Etliche deutsche Bundesländer sind größer als Österreich; Vorarlberg und Burgenland haben gemeinsam nicht mehr Einwohner (etwa 630.000) als eine größere Stadt. Die meisten Mitgliedsstaaten der Europäischen Union kennen keine bundesstaatliche Organisation. Jedenfalls ist die Union "bundestaatsblind". Das heißt, auf eine innerstaatliche Kompetenzverteilung - wie sie in Österreich existiert - wird von seiten der EU nicht eingegangen: Auch Länderangelegenheiten sind bei der EU vom Bund einzubringen. EU-Ziele wirken ungeachtet innerstaatlicher Kompetenzschranken. So sticht beispielsweise das Ziel der Freiheit des Warenverkehrs sowohl das österreichische Tiertransportgesetz als auch die Tierschutzgesetze der Länder aus.
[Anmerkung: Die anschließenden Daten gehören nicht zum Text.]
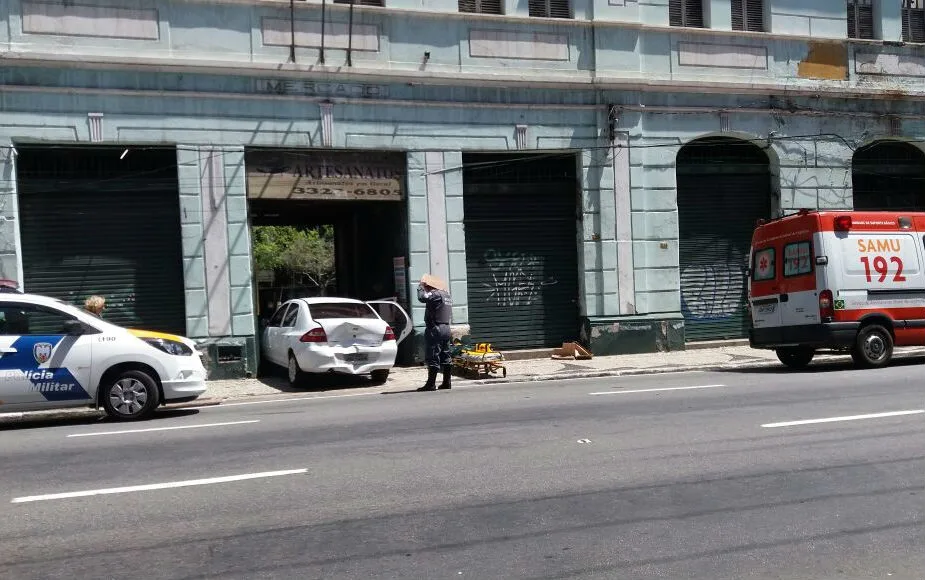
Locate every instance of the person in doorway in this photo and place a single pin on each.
(95, 305)
(437, 315)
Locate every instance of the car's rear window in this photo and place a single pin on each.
(340, 310)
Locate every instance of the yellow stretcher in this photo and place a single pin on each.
(479, 360)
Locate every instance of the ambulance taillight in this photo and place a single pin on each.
(826, 306)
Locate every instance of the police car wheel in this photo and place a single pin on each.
(130, 395)
(873, 346)
(294, 373)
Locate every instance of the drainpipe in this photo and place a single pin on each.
(323, 6)
(350, 36)
(292, 30)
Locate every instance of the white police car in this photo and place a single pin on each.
(53, 355)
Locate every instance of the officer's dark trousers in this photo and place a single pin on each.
(437, 345)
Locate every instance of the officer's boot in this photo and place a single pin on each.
(447, 374)
(431, 384)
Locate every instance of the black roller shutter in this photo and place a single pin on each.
(723, 189)
(521, 249)
(92, 226)
(888, 176)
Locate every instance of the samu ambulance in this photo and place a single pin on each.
(53, 355)
(840, 281)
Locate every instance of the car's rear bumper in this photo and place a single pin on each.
(824, 335)
(344, 360)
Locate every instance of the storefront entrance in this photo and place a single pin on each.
(327, 223)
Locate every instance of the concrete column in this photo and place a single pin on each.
(10, 255)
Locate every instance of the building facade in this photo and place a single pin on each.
(577, 169)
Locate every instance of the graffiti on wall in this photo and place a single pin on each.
(714, 290)
(516, 278)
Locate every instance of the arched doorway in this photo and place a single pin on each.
(889, 175)
(724, 187)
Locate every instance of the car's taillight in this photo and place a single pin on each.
(826, 307)
(314, 335)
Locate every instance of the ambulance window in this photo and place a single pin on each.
(764, 267)
(797, 259)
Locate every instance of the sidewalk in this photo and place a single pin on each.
(405, 379)
(542, 369)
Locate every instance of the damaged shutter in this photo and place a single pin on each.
(913, 21)
(748, 15)
(685, 13)
(480, 6)
(550, 9)
(860, 19)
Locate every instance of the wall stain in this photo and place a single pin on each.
(825, 60)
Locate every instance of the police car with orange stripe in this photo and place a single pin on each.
(842, 281)
(53, 355)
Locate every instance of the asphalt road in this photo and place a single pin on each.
(704, 477)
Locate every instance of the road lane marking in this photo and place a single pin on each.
(657, 390)
(155, 486)
(95, 434)
(845, 418)
(287, 400)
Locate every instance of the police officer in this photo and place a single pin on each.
(437, 316)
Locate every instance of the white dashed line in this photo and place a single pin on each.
(155, 486)
(657, 390)
(846, 418)
(162, 428)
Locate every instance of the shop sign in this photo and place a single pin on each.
(335, 176)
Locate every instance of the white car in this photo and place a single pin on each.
(311, 336)
(53, 355)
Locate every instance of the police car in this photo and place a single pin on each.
(53, 355)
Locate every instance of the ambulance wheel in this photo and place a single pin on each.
(130, 396)
(873, 347)
(796, 357)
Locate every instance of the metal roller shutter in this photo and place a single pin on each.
(888, 176)
(118, 236)
(521, 250)
(722, 191)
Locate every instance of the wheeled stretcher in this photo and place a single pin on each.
(477, 360)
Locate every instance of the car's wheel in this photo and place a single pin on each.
(797, 357)
(294, 372)
(873, 347)
(130, 396)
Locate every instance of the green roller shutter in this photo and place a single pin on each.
(521, 250)
(723, 189)
(115, 233)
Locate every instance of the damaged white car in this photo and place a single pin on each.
(311, 336)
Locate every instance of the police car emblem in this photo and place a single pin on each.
(42, 352)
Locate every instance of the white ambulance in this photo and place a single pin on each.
(53, 355)
(841, 281)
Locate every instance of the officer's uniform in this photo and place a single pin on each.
(437, 317)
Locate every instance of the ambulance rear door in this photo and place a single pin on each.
(764, 287)
(799, 296)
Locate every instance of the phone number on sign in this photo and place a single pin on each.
(337, 192)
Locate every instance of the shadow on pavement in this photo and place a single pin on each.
(76, 418)
(822, 366)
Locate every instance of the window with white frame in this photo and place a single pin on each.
(748, 15)
(860, 19)
(480, 6)
(685, 13)
(913, 20)
(550, 9)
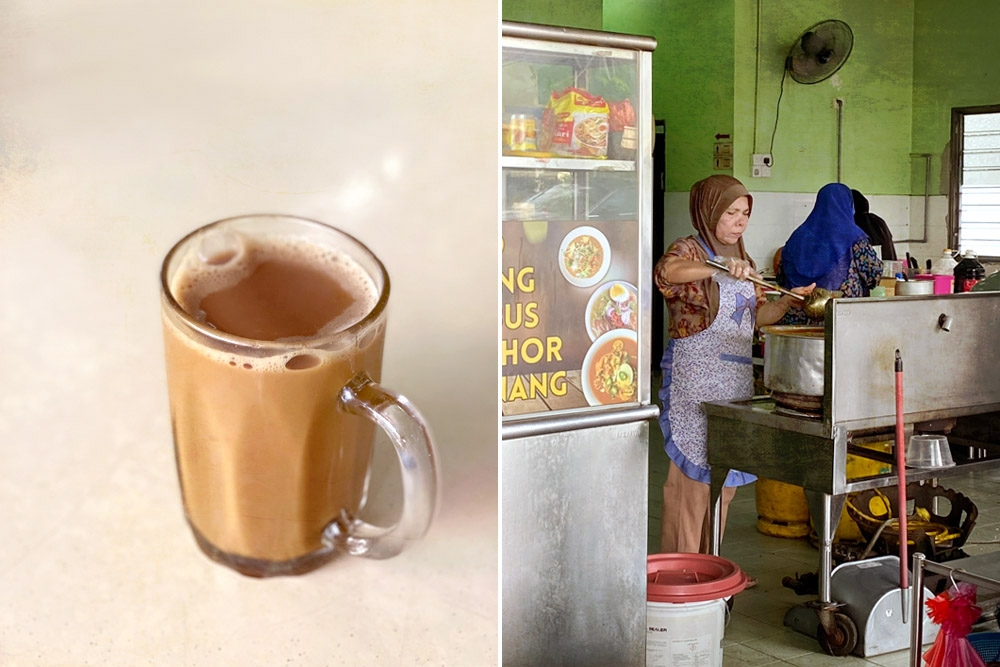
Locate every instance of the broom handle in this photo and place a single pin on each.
(904, 572)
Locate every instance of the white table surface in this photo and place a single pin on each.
(125, 124)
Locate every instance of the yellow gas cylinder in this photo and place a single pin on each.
(781, 509)
(858, 466)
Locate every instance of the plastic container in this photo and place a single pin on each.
(943, 270)
(968, 272)
(686, 607)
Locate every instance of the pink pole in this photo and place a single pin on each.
(904, 572)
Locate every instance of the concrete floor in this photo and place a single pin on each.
(756, 634)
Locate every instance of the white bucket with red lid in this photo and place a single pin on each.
(686, 607)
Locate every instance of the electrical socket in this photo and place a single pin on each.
(760, 165)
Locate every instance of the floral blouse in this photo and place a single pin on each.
(687, 303)
(862, 276)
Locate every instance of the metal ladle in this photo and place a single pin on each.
(813, 304)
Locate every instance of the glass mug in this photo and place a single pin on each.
(273, 332)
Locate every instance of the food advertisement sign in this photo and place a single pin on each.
(570, 315)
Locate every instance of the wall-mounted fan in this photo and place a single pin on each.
(820, 51)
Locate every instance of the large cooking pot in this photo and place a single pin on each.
(794, 360)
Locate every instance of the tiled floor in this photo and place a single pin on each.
(756, 634)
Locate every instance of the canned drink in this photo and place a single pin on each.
(522, 133)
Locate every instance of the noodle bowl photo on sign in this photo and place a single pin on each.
(584, 256)
(610, 370)
(613, 305)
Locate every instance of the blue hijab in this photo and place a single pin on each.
(819, 250)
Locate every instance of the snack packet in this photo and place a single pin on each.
(575, 124)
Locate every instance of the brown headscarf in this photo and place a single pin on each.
(710, 198)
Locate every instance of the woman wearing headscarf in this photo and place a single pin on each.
(873, 225)
(708, 357)
(830, 250)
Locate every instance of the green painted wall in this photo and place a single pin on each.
(956, 56)
(875, 85)
(693, 76)
(913, 60)
(569, 13)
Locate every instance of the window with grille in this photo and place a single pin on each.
(975, 190)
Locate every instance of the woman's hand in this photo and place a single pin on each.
(804, 291)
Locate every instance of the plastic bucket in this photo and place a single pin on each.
(686, 608)
(689, 633)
Welcher Gestaltungsspielraum bleibt vor diesem Hintergrund den zehn österreichischen Gesetzgebern (neunmal die Länder, einmal der Bund)? Wo liegt die sachliche Rechtfertigung dafür, den Tierschutz in Vorarlberg anders zu regeln als im Burgenland? Ist er überdies wirklich anders geregelt? Die Antwort lautet: im wesentlichen Nein! Was für den Tierschutz gilt, läßt sich über Jagd- und Fischereirecht zwanglos bis zum Jugendschutz und den Bauordnungen fortsetzen. Weder in den jeweiligen Schutzobjekten noch im Organisationsrecht sind wirklich entscheidende Unterschiede festzustellen.

Im Vergaberecht - das ist die Regelung des Verfahrens, nach dem öffentliche Stellen einen Auftrag vergeben dürfen - sind die Vorgaben der EU verhältnismäßig klar. Der internationale Wettbewerb darf nicht ausgeschaltet werden. Zur Umsetzung in Österreich mußten ein Bundesgesetz und neun Landesgesetze erlassen werden. Die Qualität der getroffenen bundesgesetzlichen Regelung war derart, daß bald eine Wiederverlautbarung notwendig war und der Verfassungsgerichtshof mehrmals tätig werden mußte.

Normativer Dschungel Im Dienstrecht ist der normative Dschungel noch unübersichtlicher. Während Arbeitsrecht und Arbeitnehmerschutz Bundessache sind, ist bei dem dazu analog zu sehenden Dienstrecht nur das der Bundesbediensteten Sache des Bundes. Für das Dienstrecht der Landes- und Gemeindebediensteten ist der jeweilige Landesgesetzgeber zuständig.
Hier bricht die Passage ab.